As a matter of public policy, Georgia law “has long provided for the confidentiality of communications between [a] psychiatrist and patient.” Kennestone Hosp., Inc. v. Hopson, 273 Ga. 145, 148 (538 SE2d 742) (2000). The primary purpose of the privilege “is to encourage the patient to talk freely without fear of disclosure and embarrassment, thus enabling the psychiatrist to render effective treatment of the patient’s emotional or mental disorders.” (Citation and punctuation omitted.) State v. Herendeen, 279 Ga. 323, 325-326 (613 SE2d 647) (2005). Communications between certain mental health providers, including communications between psychiatrists and patients, are, therefore, protected from disclosure.4 OCGA § 24-5-501 (a); Herendeen, supra, 279 Ga. at 327. The psychiatrist-patient privilege remains inviolate even though the patient’s care and treatment or the nature or extent of the patient’s injuries are put in issue *433in a civil proceeding. See OCGA § 24-12-1 (a) and former OCGA § 24-9-40. The strength of the psychiatrist-patient privilege is further evident in that the privilege is held only by the patient and waiver of the privilege must be expressly made by the patient, or, in the absence of an express waiver by the patient, one seeking the disclosure of privileged mental-health records must establish a waiver by “the patient’s ‘decisive unequivocal conduct reasonably inferring the intent to waive[.]’ ”5 Herendeen, 279 Ga. at 327.
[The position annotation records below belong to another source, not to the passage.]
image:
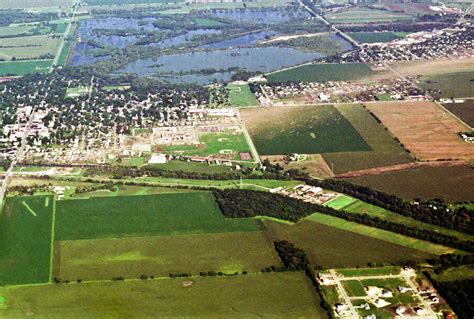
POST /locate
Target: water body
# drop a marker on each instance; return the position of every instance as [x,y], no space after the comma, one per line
[252,59]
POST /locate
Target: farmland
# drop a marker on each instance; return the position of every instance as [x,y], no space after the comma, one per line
[425,129]
[25,240]
[322,73]
[237,296]
[301,129]
[167,214]
[160,255]
[465,111]
[452,183]
[329,246]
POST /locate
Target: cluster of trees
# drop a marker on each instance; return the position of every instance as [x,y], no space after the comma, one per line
[247,203]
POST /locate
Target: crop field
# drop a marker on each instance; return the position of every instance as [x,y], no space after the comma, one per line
[459,84]
[429,132]
[452,183]
[30,47]
[240,95]
[267,295]
[24,67]
[465,111]
[330,247]
[137,216]
[322,73]
[394,238]
[161,255]
[365,15]
[301,129]
[25,240]
[385,150]
[376,37]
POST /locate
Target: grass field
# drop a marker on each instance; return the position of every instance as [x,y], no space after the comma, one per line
[268,295]
[459,84]
[381,234]
[465,111]
[24,67]
[240,95]
[332,247]
[25,240]
[385,150]
[376,37]
[29,47]
[453,183]
[137,216]
[161,255]
[301,129]
[322,73]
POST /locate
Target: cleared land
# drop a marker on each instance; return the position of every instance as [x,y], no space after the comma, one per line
[137,216]
[25,240]
[452,183]
[161,255]
[385,150]
[267,295]
[429,132]
[322,73]
[465,111]
[331,247]
[301,129]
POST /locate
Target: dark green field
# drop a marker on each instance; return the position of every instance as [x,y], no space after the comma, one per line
[330,247]
[322,73]
[25,240]
[301,129]
[135,216]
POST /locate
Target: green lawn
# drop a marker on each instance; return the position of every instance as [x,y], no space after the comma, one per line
[135,216]
[25,240]
[240,95]
[288,295]
[322,73]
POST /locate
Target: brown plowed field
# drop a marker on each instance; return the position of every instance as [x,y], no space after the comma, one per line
[429,132]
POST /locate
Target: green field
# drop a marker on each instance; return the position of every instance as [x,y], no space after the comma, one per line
[322,73]
[385,150]
[288,295]
[161,255]
[240,95]
[331,247]
[24,67]
[302,129]
[25,240]
[452,183]
[459,84]
[384,235]
[376,37]
[137,216]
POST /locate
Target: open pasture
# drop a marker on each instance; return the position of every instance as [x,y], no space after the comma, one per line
[330,247]
[161,255]
[267,295]
[385,150]
[429,132]
[137,216]
[301,129]
[25,240]
[322,73]
[452,183]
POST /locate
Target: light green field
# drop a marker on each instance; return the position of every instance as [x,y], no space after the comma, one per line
[139,216]
[29,47]
[382,234]
[24,67]
[161,255]
[25,240]
[269,295]
[240,95]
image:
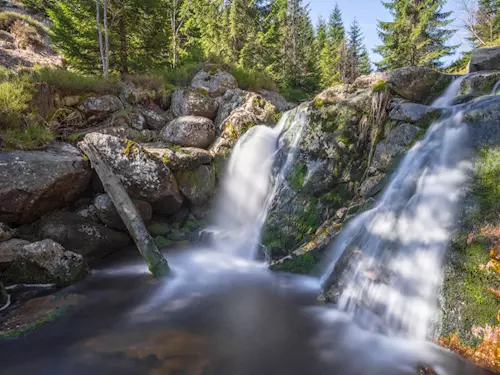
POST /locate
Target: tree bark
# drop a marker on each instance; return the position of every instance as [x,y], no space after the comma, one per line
[155,261]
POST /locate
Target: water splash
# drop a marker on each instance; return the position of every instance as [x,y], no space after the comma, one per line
[394,252]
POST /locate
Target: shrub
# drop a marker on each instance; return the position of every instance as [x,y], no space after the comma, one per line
[70,82]
[26,35]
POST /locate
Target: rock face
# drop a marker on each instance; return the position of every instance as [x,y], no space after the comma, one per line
[394,145]
[417,84]
[190,131]
[197,185]
[144,175]
[108,214]
[46,262]
[98,106]
[79,235]
[214,79]
[193,102]
[484,59]
[33,183]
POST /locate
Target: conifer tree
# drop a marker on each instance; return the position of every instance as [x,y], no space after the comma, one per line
[417,35]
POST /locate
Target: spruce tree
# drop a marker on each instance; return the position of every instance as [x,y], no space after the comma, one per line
[417,35]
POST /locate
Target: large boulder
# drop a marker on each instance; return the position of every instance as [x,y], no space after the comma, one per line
[76,234]
[417,84]
[197,185]
[193,102]
[189,131]
[214,79]
[394,145]
[99,106]
[144,175]
[107,213]
[484,59]
[46,262]
[33,183]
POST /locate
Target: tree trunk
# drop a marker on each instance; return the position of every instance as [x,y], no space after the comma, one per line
[155,261]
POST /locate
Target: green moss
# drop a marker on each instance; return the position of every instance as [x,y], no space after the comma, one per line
[297,176]
[303,264]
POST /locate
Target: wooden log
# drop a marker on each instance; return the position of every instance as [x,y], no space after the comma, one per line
[155,261]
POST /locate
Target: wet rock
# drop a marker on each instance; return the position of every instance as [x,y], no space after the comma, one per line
[189,131]
[33,183]
[155,117]
[5,232]
[214,80]
[197,185]
[394,145]
[417,84]
[190,102]
[144,175]
[484,59]
[99,106]
[9,250]
[46,262]
[77,234]
[107,213]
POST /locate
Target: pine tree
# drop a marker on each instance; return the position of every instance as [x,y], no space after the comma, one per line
[418,34]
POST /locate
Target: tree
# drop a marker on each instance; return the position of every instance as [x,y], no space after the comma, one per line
[417,35]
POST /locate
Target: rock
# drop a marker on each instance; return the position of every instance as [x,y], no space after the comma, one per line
[484,59]
[77,234]
[214,80]
[46,262]
[414,113]
[155,117]
[417,84]
[276,99]
[191,102]
[197,185]
[99,106]
[231,100]
[5,232]
[191,158]
[394,145]
[8,251]
[144,175]
[108,214]
[33,183]
[189,131]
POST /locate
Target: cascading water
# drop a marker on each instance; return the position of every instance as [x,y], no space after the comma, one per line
[247,190]
[395,250]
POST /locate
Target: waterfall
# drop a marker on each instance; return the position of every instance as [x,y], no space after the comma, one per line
[248,188]
[395,251]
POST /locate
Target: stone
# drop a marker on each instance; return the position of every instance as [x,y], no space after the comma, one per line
[6,232]
[99,106]
[197,185]
[155,117]
[414,113]
[192,102]
[77,234]
[143,174]
[189,131]
[394,145]
[276,99]
[417,84]
[8,251]
[191,158]
[214,79]
[484,59]
[46,262]
[108,214]
[33,183]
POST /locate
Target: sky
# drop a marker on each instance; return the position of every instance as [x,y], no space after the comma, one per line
[367,12]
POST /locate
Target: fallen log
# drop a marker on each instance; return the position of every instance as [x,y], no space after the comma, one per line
[155,261]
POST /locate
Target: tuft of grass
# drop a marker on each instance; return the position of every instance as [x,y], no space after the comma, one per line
[71,83]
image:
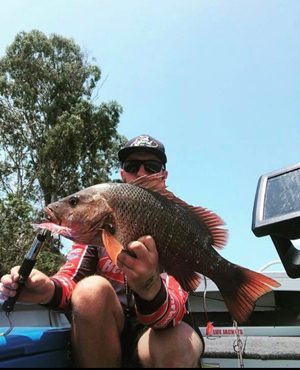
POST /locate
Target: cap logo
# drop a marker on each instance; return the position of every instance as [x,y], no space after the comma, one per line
[144,141]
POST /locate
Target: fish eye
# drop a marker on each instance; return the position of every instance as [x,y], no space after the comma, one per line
[73,201]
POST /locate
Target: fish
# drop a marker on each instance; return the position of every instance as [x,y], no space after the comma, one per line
[187,237]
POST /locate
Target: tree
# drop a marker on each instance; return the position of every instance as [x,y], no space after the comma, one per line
[54,140]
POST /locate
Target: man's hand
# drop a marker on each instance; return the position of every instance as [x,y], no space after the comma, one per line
[39,288]
[142,270]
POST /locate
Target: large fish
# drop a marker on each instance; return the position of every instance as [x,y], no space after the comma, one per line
[113,214]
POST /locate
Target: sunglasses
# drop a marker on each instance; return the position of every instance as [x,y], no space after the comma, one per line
[150,166]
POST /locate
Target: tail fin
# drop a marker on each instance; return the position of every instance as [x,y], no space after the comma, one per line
[246,288]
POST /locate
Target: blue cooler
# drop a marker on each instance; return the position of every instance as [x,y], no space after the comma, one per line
[35,347]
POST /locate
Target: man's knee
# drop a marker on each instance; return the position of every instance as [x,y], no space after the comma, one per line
[91,291]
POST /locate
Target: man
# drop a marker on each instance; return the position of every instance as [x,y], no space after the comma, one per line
[126,315]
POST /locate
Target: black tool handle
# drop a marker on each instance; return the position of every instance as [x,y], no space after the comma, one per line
[24,272]
[25,269]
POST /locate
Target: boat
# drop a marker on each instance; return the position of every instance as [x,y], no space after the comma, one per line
[269,338]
Moreover, and of primary importance in this case, is the fact that unlike other recognized privileges, the psychiatrist-patient privilege survives the death of the patient.6 See Sims v. State, 251 Ga. 877, 881 (311 SE2d 161) (1984); Boggess v. Aetna Life Ins. Co., 128 Ga. App. 190, 192 (196 SE2d 172) (1973) (discussing attorney-client privilege). Consistent with the protections afforded psychiatrist-patient communications even after a patient’s death, our legislature has determined that a deceased patient’s representative cannot waive the psychiatrist-patient privilege. See OCGA § 31-33-4 (providing that statutes authorizing the release of health records to a deceased patient’s representative “shall not apply to psychiatric, psychological, or other mental health records of a patient”); OCGA § 37-3-166 (a) (8.1) (authorizing mental health facilities to release a deceased *434patient’s mental health records “to the legal representative of [the] deceased patient’s estate, except for matters privileged under the laws of this state.”).
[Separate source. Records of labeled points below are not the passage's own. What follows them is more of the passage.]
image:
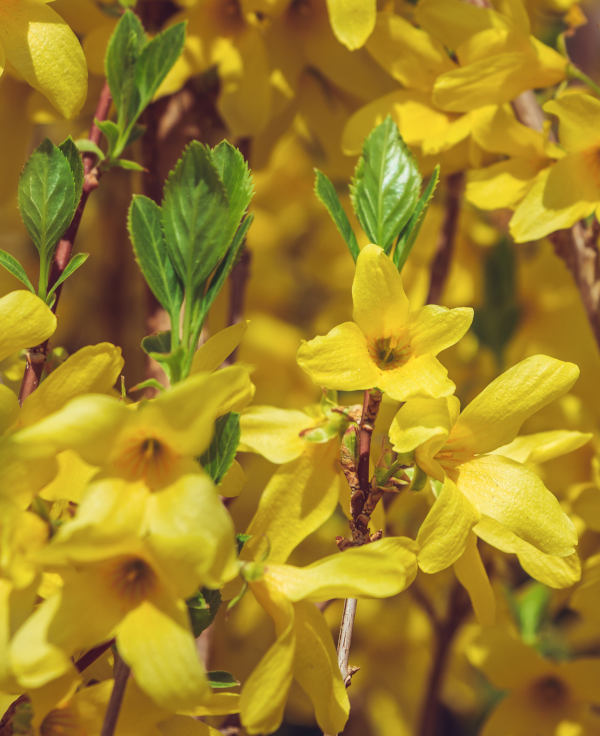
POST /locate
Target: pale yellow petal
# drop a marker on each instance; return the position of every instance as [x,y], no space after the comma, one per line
[26,322]
[91,370]
[516,498]
[380,305]
[495,415]
[377,570]
[443,535]
[340,359]
[352,21]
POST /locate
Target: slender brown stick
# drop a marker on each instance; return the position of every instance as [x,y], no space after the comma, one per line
[121,672]
[36,356]
[440,264]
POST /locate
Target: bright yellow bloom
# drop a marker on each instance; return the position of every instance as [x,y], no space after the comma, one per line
[544,697]
[41,48]
[568,190]
[129,559]
[485,491]
[388,346]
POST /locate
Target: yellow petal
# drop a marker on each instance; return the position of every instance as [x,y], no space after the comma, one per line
[9,408]
[472,576]
[435,328]
[317,671]
[380,305]
[543,446]
[516,498]
[299,498]
[45,52]
[144,635]
[340,359]
[494,417]
[578,117]
[443,535]
[264,693]
[26,322]
[274,433]
[377,570]
[352,21]
[93,369]
[217,348]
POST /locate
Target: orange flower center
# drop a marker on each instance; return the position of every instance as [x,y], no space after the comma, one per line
[389,352]
[131,579]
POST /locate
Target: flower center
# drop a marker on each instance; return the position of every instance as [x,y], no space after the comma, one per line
[389,352]
[550,692]
[131,579]
[147,458]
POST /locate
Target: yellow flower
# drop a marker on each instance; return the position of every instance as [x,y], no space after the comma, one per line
[569,189]
[543,697]
[41,48]
[485,491]
[388,346]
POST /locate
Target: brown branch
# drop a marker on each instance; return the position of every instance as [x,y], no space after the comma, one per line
[36,356]
[440,265]
[121,673]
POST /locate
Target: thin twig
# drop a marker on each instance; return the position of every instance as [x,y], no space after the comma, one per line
[121,673]
[36,356]
[440,264]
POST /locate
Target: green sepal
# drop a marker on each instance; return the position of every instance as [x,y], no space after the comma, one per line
[202,609]
[326,193]
[10,264]
[76,262]
[386,185]
[221,453]
[407,237]
[219,679]
[150,248]
[47,197]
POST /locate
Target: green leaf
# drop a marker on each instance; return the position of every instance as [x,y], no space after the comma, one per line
[154,63]
[13,266]
[409,235]
[326,193]
[235,175]
[76,261]
[111,133]
[124,49]
[221,453]
[202,609]
[386,185]
[85,145]
[219,679]
[151,253]
[71,153]
[195,216]
[47,197]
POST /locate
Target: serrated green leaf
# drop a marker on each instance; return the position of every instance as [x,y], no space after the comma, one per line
[85,145]
[150,248]
[47,196]
[386,185]
[219,679]
[154,63]
[73,156]
[235,175]
[13,266]
[76,262]
[111,133]
[409,235]
[221,453]
[195,215]
[123,50]
[202,609]
[326,193]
The dissent, recognizing that there is no Georgia law authorizing the waiver of the psychiatrist-patient privilege by a deceased patient’s representative, urges this Court to nevertheless create such a right as “a matter of public policy.” Yet, it offers no authority for this Court’s adoption, as “a matter of public policy,” of a ruling directly contrary to statutory laws enacted by our legislature based on “grounds of public policy.”7 See OCGA § 24-5-501 (a) (5) (stating that protected psychiatrist-patient communications are excluded from evidence on “grounds of public policy”). The dissent’s interpretation of the clear language of OCGA § 31-33-4 exempting psychiatric records from its disclosure provisions to mean that “the estate representative may... waive the [psychiatrist-patient] privilege on behalf of the deceased patient” comports with neither logic nor rules of statutory construction.
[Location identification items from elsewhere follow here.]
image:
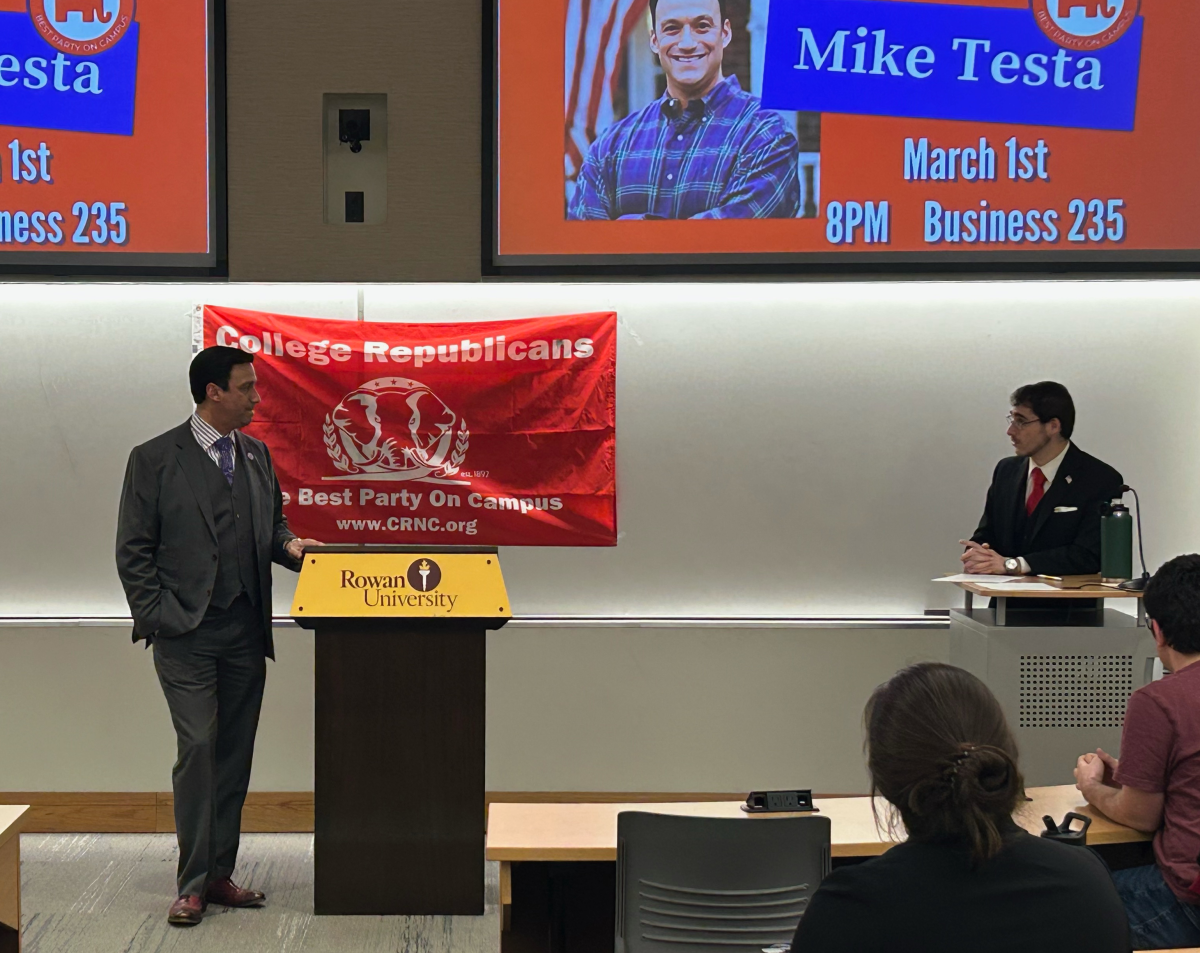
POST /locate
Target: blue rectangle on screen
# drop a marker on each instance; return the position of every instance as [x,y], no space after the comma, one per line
[943,61]
[43,88]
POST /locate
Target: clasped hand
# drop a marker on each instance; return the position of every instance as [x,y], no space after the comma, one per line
[982,559]
[295,547]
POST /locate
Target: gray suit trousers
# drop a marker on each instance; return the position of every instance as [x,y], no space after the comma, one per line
[213,678]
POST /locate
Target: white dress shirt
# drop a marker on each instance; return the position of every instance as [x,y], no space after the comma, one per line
[1049,471]
[207,435]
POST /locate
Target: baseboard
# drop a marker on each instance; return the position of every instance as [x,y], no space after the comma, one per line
[265,811]
[148,813]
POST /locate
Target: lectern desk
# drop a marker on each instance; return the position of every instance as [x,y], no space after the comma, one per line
[400,684]
[1063,678]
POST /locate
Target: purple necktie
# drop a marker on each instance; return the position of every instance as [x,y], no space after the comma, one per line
[225,448]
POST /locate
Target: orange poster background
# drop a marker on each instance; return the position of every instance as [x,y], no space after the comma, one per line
[161,172]
[1156,168]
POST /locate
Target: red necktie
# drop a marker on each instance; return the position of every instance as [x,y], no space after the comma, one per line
[1039,489]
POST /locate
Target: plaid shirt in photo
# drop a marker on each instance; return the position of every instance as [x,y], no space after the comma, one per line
[725,157]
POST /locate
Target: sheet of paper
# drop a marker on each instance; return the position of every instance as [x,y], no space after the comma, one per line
[1021,586]
[981,577]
Because under Georgia law confidential communications between a psychiatrist and patient may not be disclosed absent waiver by the patient and a trial court may not utilize its equitable powers to afford relief contrary to the law, we conclude the trial court erred to the extent its order granting injunctive relief requires the disclosure of privileged information. Appellees cite Brown v. Liberty Oil & Refinery Corp., supra, 261 Ga. 214, as authority for the trial court’s use of its equitable powers in this case. Brown, however, is distinguishable. The plaintiffs in Brown were minor children seeking to maintain a wrongful death action arising out of their mother’s death. The children’s father, who was by statute given a right to pursue the wrongful death claim, could not be located and would not pursue such a claim. See OCGA § 51-4-2 (a). Weheldthatthe factual circumstances ofthat case demanded the exercise of the trial court’s equitable powers because the minor children had no other legal right to maintain an action for the wrongful death of their mother. Brown, supra, 261 Ga. at 216. By allowing the children to pursue a wrongful death action, equity followed “the analogy of the law where no rule was directly applicable.” See OCGA § 23-1-6. Compare Lewis, supra, 183 Ga. at *435690 (equity could not be used to override statute limiting use of school funds to payment of debts for the current school year); Persoll v. Scott, 64 Ga. 767, 769 (1880).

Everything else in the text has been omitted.